Currently, the role of senior clinical nurse and midwife leaders is seriously limited by lack of appropriate resources.

4. Making the connection: service sustainability

In the key employment areas of medical, surgical, intensive care and midwifery units, clinical leadership work has been compressed into the N/MUM role.

This has negatively affected the recruitment and retention of senior clinical nurses, has limited the potential of the N/MUM for innovation and clinical governance work at the point-of-care, and most significantly has resulted in high levels of N/MUM role dissatisfaction and related recruitment.

Stability in this leadership group is critical for its impact on the nursing and midwifery workforce, and for its direct links to negative outcomes for patients, staff, and the organization and for recruitment and retention failure.

Service sustainability relies in large part on workforce stability. By way of example, and reinforced in the findings of the most recent QNU N/MUM Research are the ‘trio’ of instabilities—case-mix instability (higher patient acuity, and churn in acute hospital nursing and midwifery), workforce instability, management instability (Chiarella & Roydhouse 2011)—and underbounded systems (Chiarella & McInnes 2010).

5. Making it work: nursing and midwifery governance

The key findings of the research can be traced directly to the weakening of the structure and day-to-day operation of nursing and midwifery governance in Queensland Health.

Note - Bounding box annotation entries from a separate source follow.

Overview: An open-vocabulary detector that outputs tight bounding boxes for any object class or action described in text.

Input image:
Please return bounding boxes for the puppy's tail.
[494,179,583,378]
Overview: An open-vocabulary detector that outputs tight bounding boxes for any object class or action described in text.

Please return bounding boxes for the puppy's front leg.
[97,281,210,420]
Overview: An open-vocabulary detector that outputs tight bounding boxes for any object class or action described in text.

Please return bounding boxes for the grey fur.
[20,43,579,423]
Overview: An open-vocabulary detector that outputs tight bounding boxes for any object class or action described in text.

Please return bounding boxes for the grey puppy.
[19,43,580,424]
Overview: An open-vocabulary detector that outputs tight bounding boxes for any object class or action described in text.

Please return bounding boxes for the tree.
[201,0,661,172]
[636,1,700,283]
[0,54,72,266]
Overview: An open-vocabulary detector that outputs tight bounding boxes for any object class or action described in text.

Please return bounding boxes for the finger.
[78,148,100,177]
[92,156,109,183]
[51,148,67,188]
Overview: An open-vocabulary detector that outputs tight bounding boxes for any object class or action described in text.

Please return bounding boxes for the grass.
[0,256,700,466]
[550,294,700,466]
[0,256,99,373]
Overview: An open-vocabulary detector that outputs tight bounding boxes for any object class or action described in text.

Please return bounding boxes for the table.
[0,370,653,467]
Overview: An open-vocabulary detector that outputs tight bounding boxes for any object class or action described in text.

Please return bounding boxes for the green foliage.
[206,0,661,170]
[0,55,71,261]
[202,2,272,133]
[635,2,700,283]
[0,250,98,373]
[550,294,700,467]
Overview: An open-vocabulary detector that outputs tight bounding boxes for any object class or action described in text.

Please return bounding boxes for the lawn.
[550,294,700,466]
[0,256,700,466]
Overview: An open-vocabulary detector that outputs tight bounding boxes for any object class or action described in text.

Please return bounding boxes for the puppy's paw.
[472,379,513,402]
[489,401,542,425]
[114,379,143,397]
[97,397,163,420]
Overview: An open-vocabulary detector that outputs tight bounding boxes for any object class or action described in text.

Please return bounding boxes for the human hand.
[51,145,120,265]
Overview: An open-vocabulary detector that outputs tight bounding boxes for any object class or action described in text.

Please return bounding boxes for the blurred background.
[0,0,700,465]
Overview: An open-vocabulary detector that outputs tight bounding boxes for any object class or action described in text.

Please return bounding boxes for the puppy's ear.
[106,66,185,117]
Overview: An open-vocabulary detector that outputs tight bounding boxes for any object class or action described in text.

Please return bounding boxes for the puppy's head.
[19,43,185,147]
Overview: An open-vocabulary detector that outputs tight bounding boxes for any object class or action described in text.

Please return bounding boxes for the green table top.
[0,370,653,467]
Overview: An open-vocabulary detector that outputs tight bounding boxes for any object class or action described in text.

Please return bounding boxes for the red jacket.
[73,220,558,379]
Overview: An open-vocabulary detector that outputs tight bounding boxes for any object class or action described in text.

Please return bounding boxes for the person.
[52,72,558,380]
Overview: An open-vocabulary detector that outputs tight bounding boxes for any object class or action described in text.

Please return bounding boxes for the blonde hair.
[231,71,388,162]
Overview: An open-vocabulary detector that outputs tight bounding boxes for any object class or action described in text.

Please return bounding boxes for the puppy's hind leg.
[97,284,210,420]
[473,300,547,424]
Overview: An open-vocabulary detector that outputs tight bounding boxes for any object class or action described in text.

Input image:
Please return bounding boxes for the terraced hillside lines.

Governance must be the first consideration in implementing the recommendations of the four NaMIG priority projects. This is the most fundamental and strategic issue NaMIG must address to reach agreement on what can be achieved.

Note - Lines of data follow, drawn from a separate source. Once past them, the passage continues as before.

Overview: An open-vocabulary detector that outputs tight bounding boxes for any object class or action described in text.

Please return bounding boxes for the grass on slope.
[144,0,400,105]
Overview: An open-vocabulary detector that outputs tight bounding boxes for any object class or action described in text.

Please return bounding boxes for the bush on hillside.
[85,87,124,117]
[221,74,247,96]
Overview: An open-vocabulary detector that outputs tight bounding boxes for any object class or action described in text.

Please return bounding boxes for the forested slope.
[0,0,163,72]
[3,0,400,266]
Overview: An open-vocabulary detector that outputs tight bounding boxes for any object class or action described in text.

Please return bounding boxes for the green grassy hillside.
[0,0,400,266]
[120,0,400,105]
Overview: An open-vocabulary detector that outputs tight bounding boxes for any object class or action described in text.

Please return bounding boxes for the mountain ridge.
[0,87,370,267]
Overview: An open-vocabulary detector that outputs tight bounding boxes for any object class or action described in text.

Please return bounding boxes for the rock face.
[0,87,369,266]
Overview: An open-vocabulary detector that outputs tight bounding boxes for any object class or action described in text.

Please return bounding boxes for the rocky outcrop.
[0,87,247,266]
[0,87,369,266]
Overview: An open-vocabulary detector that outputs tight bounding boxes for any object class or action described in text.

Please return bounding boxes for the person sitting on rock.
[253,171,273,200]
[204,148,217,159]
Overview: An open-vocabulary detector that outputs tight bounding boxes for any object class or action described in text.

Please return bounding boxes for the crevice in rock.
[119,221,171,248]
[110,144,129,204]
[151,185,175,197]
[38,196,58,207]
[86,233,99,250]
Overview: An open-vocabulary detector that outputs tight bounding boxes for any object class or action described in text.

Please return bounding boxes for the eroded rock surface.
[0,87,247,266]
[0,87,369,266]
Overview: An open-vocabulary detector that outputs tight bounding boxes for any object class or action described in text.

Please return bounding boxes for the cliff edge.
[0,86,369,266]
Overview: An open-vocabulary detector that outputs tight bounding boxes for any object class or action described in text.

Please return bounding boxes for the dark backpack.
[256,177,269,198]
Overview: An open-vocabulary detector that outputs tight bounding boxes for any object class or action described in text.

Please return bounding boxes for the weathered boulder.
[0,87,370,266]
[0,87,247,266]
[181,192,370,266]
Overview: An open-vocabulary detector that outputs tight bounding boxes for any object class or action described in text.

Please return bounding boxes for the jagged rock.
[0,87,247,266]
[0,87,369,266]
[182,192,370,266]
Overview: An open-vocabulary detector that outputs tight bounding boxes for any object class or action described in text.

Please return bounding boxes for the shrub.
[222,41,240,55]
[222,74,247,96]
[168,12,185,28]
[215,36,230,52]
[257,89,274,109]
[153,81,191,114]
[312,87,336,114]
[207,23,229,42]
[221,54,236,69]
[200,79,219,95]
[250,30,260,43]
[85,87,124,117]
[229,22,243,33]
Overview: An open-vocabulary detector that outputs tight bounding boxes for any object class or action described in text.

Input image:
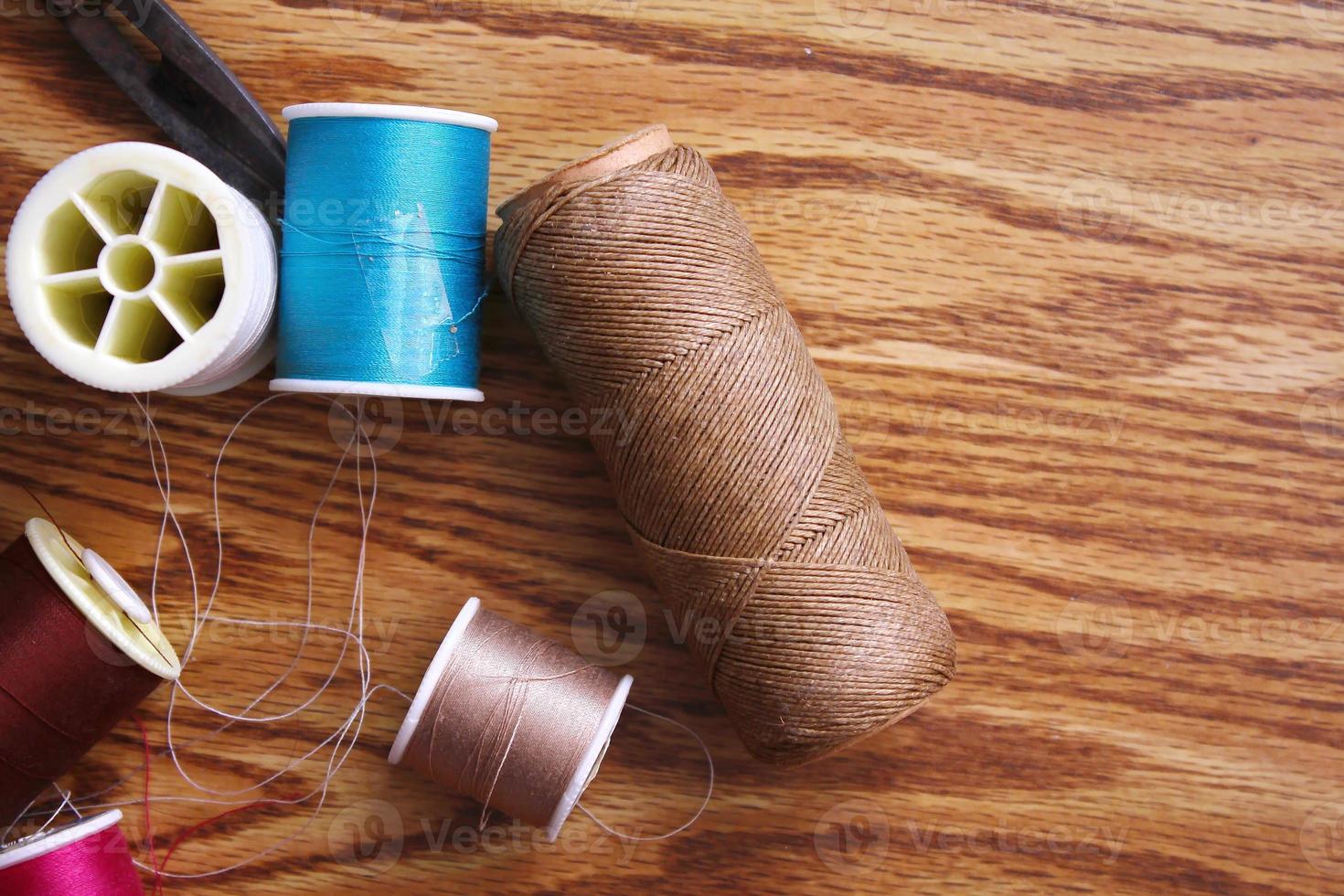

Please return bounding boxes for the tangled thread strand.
[496,146,955,765]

Professional and clinical practice matters are one, and can only work where authority structures align nursing and midwifery as clinically-based professions within an appropriately governed and authorised reporting and communication structure.

Separating professional from clinical operational decisions and practices has led to enormous dissatisfaction and has diluted the role for senior clinicians.

This impacts staff at a unit level. They share concerns of isolation, frustration and disempowerment (Duffield et al 2007).

An agreed way forward

An agreed way forward is required to rebuild confidence and trust through a more valued engagement of professional nurses and midwives to meet both the unprecedented complexity of service growth, and the challenges of service sustainability.

It is vital that we take full opportunity of the research contained in the QNU Nursing and Midwifery Unit Manager Research Report to achieve the best possible system outcomes in this current round of enterprise bargaining negotiations.